Dark of the Moon wraps up with a Cullen monologue in which Prime promises that “The day will never come that we forsake this planet and its people.” One movie later, that day came. In 2014’s Age of Extinction, Optimus regrets helping humanity (“How many more of my kind must be sacrificed to atone for your mistakes?”), fantasizes about sadistic revenge (“They slaughtered Ratchet ... I’m gonna tear them apart!”), and then “recruits” the Dinobots to his cause by threatening to murder them. “We’re giving you freedom!” he says to Grimlock while punching him in the face. After he bests this robot T-Rex in a fight, Optimus holds his sword to the Dinobot’s head and says, “You defend my family or die!” Yep, that sure sounds like freedom to me!
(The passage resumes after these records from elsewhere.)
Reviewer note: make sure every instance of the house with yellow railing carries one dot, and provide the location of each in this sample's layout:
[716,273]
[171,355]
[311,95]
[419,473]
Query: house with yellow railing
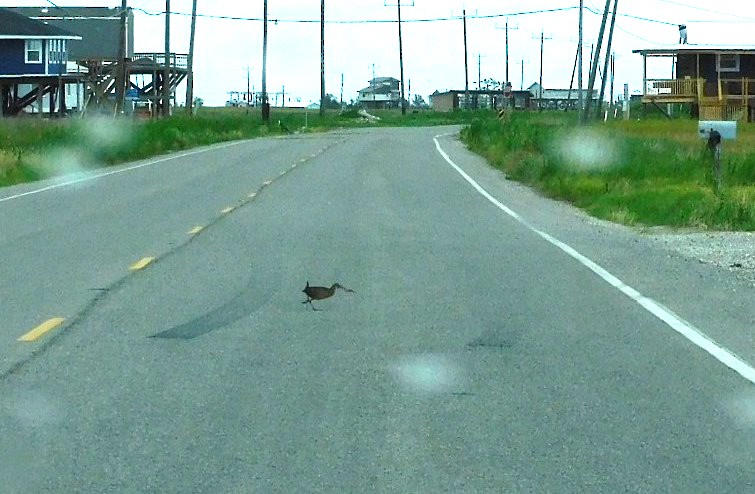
[717,81]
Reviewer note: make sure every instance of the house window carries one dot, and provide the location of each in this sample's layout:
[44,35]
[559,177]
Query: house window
[33,51]
[727,62]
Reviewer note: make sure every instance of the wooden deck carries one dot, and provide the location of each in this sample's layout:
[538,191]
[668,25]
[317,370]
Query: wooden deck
[723,99]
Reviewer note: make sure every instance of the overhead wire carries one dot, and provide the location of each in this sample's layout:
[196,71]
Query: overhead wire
[362,21]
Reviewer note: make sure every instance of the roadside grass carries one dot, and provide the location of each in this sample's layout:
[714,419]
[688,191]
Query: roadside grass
[643,173]
[33,149]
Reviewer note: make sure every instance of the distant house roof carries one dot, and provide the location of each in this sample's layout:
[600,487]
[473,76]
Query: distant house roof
[689,48]
[98,27]
[17,26]
[534,89]
[377,90]
[383,80]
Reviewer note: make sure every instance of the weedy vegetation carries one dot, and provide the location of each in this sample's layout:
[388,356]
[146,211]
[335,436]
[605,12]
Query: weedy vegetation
[643,173]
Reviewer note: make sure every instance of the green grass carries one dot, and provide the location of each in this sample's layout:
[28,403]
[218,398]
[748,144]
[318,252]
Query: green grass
[32,149]
[651,172]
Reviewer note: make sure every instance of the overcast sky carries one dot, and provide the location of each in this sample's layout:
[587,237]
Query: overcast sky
[433,49]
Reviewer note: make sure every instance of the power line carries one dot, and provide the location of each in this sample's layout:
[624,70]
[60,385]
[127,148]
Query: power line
[361,21]
[703,9]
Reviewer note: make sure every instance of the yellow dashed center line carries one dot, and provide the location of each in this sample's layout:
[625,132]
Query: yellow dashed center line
[43,328]
[141,264]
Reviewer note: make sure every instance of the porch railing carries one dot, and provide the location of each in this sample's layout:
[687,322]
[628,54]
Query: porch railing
[673,87]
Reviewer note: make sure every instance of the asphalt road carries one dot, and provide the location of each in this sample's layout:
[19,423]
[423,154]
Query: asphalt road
[474,356]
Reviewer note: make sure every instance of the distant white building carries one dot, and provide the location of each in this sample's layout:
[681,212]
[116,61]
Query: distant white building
[556,99]
[383,92]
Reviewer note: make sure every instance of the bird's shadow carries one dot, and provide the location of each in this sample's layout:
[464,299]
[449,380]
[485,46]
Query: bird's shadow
[242,305]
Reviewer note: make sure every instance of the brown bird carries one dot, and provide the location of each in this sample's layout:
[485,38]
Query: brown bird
[321,292]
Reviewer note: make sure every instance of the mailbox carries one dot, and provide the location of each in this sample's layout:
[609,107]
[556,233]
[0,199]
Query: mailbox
[727,129]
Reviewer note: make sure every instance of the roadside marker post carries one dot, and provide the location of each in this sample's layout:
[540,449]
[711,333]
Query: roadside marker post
[715,132]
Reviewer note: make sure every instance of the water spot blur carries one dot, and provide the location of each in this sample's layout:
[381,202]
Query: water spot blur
[104,133]
[33,409]
[428,373]
[742,409]
[587,150]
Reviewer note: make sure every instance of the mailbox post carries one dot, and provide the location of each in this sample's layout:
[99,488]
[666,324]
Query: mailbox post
[715,132]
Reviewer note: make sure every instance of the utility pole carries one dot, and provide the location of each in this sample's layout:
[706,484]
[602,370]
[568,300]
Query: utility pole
[594,68]
[322,58]
[542,42]
[613,73]
[121,86]
[579,55]
[190,61]
[608,59]
[401,60]
[466,63]
[265,102]
[507,50]
[540,100]
[479,71]
[166,68]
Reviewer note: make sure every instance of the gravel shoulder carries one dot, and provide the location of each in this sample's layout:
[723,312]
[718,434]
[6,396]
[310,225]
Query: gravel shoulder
[730,251]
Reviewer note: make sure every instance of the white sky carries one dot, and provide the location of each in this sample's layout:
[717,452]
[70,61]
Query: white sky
[433,51]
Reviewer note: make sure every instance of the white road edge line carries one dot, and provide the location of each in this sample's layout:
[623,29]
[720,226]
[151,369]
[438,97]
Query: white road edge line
[121,170]
[674,321]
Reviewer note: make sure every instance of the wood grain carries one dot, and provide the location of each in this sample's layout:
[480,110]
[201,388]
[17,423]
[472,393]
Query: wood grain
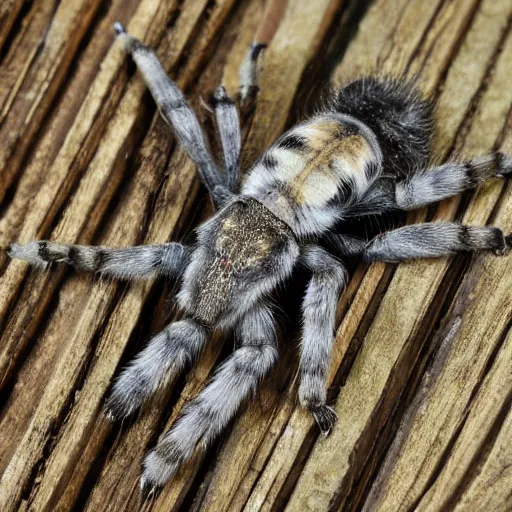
[421,366]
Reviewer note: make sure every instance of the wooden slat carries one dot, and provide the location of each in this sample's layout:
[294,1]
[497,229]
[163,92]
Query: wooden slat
[392,344]
[421,365]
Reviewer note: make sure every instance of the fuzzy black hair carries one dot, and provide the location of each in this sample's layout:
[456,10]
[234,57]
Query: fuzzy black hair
[395,110]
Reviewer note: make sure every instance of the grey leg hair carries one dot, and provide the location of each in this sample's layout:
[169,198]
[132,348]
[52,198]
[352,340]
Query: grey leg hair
[126,263]
[164,357]
[450,179]
[345,245]
[175,110]
[319,310]
[210,412]
[435,239]
[230,136]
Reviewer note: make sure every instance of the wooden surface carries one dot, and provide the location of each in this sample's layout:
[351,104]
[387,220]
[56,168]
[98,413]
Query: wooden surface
[422,369]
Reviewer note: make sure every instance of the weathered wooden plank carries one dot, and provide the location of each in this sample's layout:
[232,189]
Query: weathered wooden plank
[39,80]
[9,10]
[101,296]
[100,170]
[391,346]
[282,460]
[493,108]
By the time Optimus delivers his obligatory inspirational rallying cry — “Autobots: We’re going to prove who we are, and why we’re here!” — his image as an honorable warrior has pretty much been flushed down a toilet that can turn into a potty-mouthed robot. (I remain shocked this idea hasn’t appeared in an actual Transformers movie yet.)

To recap: Movie Optimus complains about protecting mankind, and threatens to stop. He kills his enemies in cold blood, and seems to enjoy it. When “bad” Optimus shows up in The Last Knight, how will anyone know the difference?

A die-hard Transformers movie fan might argue that this was Bay’s plan all along; to gradually and subversively tarnish this icon of courage and selflessness. Our world is so poisonous, they might argue, that it’s tainted this pure soul. And I might be on board with this argument if that amount of care was put into literally any other aspect of these Transformers movies. It’s not. They’re messy, confusing, and on more than one occasion they don’t make basic visual or narrative sense.

Even if we give Bay and his writers the benefit of the doubt, and we buy the notion that this was their plan all along, that raises another question: Why? For Unicron’s sake, his name is Optimus Prime. Not Cynicus Prime, not Murderus Prime — Optimus Prime. His whole purpose is to represent optimism, fairness, and hope. If you take the one character people like in these Transformers movies, turn him into a raging a-hole, and surround him with personality-free human characters, what do you have left? I guess we’re about to find out.